Rabu, April 29, 2026
spot_imgspot_imgspot_imgspot_img
spot_img
spot_imgspot_imgspot_imgspot_img
BerandaOlahraga dan PendidikanKetua DPRD Badung Apresiasi Advokat Tinjau Data Tanah SD 1 Angantaka

Ketua DPRD Badung Apresiasi Advokat Tinjau Data Tanah SD 1 Angantaka

Badung, PancarPOS | Ketua DPRD Kabupaten Badung, I Gusti Anom Gumanti, memberikan apresiasi kepada para advokat dan konsultan hukum yang mengajukan permohonan informasi terkait status tanah SD 1 Angantaka. Hal ini disampaikannya saat menerima audiensi perwakilan Kantor Hukum Dr. Shri I.G.N. Wira Wedawitry MWS, S.Sos., S.H., M.H., di ruang kerjanya, Kantor Sekretariat DPRD Kabupaten Badung, Senin, 17 Maret 2025.

Dalam audiensi tersebut, tim advokat yang terdiri dari Dr. Shri L.G.N. Wira Wedawitry WP.M.S, S.Sos., S.H., M.H., Ida I Dewa Ayu Dwi Yanti, S.H., M.H., Nengah Sukardika, S.H., dan Made Feri, S.H., hadir untuk menggali informasi mengenai status tanah SD 1 Angantaka. Mereka bertindak atas kuasa hukum dari Ni Nyoman Dember, I Nyoman Lastara, I Made Suarka, Ni Ketut Suasti, dan I Wayan Murdana, sesuai dengan Surat Kuasa No. 054/SK-LCM/IX/2024 tertanggal 17 September 2024.

Kuasa hukum tersebut menyampaikan bahwa klien mereka sejak tahun 1963 belum mendapatkan tanah pengganti, meskipun lahan mereka telah digunakan untuk pembangunan SD 1 Angantaka di Desa Angantaka, Kecamatan Abiansemal, Kabupaten Badung.
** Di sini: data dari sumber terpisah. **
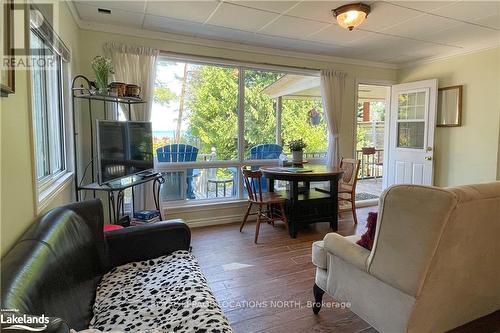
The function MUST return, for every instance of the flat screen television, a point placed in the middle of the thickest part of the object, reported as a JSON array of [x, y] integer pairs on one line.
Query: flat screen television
[[124, 148]]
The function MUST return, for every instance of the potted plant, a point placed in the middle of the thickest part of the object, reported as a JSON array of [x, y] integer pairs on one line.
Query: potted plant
[[297, 148], [102, 68]]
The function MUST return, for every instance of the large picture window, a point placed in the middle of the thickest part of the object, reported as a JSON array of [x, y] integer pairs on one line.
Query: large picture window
[[210, 118]]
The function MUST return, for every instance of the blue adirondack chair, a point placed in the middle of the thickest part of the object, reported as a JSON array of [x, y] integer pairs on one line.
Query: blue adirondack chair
[[266, 151], [180, 153]]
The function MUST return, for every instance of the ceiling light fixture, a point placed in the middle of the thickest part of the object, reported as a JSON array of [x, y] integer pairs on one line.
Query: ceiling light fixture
[[352, 15]]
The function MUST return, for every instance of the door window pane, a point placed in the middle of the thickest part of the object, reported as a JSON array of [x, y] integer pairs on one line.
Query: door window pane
[[411, 135], [411, 106]]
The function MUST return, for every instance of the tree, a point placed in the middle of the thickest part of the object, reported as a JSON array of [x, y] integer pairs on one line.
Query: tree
[[212, 109]]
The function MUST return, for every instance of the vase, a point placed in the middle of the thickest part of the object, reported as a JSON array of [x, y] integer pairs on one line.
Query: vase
[[297, 156], [101, 82]]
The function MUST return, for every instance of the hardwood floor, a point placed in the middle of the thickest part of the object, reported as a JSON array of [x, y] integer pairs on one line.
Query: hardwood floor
[[246, 277]]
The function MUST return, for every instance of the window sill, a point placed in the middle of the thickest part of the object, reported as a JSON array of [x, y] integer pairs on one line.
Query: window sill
[[49, 193], [194, 206]]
Menanggapi hal ini, Anom Gumanti menegaskan bahwa tanah SD 1 Angantaka telah diakui sebagai aset sah milik Pemerintah Kabupaten (Pemkab) Badung. Status tersebut dikonfirmasi oleh Kabid Aset Pemkab Badung yang menunjukkan bahwa tanah tersebut telah diserahkan dari Pemerintah Provinsi Bali kepada Pemkab Badung.

“Aset kita yang sudah ada di sana sudah berdiri di atas Hak Milik berupa sertifikat,” ujar Anom Gumanti.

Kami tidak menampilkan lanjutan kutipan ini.